Using the data from The Economist, we recreated their heat map for the US. We can visualize when the COVID-19-related deaths exceeded the expected all-cause mortality deaths on a weekly basis from January 2020 to February 2021. For example, New York City was hit with a high percentage of COVID-19 deaths around April 2020, which was also reported for The District of Columbia, New York State, and New Jersey. However, North Dakota, South Dakota, California, and Arizona were hit with high percentages of COVID-19 deaths that exceeded the expected number of deaths later in the year.
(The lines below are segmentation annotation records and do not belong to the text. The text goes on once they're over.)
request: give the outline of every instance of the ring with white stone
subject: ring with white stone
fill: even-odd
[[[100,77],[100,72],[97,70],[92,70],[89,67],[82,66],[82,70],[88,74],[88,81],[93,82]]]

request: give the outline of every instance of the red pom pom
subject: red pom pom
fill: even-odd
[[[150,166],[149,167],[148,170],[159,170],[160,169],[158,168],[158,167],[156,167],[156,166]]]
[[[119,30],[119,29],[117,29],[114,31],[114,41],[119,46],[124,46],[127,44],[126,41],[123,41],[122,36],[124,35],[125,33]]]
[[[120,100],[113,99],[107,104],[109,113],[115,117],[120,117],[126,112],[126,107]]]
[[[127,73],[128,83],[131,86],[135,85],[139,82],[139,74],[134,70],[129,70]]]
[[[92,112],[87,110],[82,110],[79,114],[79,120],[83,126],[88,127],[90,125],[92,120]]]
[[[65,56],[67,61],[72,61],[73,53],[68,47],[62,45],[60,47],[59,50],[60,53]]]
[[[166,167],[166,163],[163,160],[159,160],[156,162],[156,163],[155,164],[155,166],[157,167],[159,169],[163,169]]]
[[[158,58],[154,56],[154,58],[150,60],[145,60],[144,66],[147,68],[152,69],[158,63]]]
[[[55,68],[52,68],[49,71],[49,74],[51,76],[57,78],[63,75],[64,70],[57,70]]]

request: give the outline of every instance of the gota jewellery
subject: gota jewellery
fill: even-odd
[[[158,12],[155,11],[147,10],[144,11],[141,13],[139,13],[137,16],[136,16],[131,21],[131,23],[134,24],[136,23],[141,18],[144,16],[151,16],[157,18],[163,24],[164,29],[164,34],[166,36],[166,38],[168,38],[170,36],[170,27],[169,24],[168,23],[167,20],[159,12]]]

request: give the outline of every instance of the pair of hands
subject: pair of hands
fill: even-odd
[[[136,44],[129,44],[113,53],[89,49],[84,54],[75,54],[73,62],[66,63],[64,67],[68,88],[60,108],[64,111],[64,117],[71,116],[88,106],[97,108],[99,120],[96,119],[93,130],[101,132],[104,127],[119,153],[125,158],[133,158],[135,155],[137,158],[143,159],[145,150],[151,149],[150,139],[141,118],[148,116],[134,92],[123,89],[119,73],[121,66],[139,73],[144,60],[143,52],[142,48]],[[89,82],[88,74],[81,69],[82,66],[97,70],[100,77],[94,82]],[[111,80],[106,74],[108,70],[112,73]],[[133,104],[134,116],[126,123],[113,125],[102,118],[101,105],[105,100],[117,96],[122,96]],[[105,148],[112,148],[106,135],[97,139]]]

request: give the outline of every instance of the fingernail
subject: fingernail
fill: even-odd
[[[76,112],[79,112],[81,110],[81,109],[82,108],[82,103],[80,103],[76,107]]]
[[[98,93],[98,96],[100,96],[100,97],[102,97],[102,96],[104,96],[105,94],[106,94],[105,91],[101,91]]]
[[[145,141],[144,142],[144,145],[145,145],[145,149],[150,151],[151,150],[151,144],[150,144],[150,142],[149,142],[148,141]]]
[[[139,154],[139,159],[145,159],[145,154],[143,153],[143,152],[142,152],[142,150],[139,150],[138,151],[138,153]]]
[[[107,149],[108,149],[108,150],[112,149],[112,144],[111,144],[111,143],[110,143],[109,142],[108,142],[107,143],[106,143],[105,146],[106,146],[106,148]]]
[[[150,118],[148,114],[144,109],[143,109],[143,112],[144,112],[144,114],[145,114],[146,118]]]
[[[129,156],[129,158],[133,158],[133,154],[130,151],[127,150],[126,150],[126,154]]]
Heat maps provide us with a useful visual to compare and contrast different states/territories and the severity of COVID-19 deaths using simple tools provided by Excel.

 

REFERENCES

I used the lessons from a previous blog on developing heat maps (link).

Data on deviations from the number of expected deaths (%) in the US was provided by The Economist (link). However, I cleaned the data so that you can use it for your own exercise (link).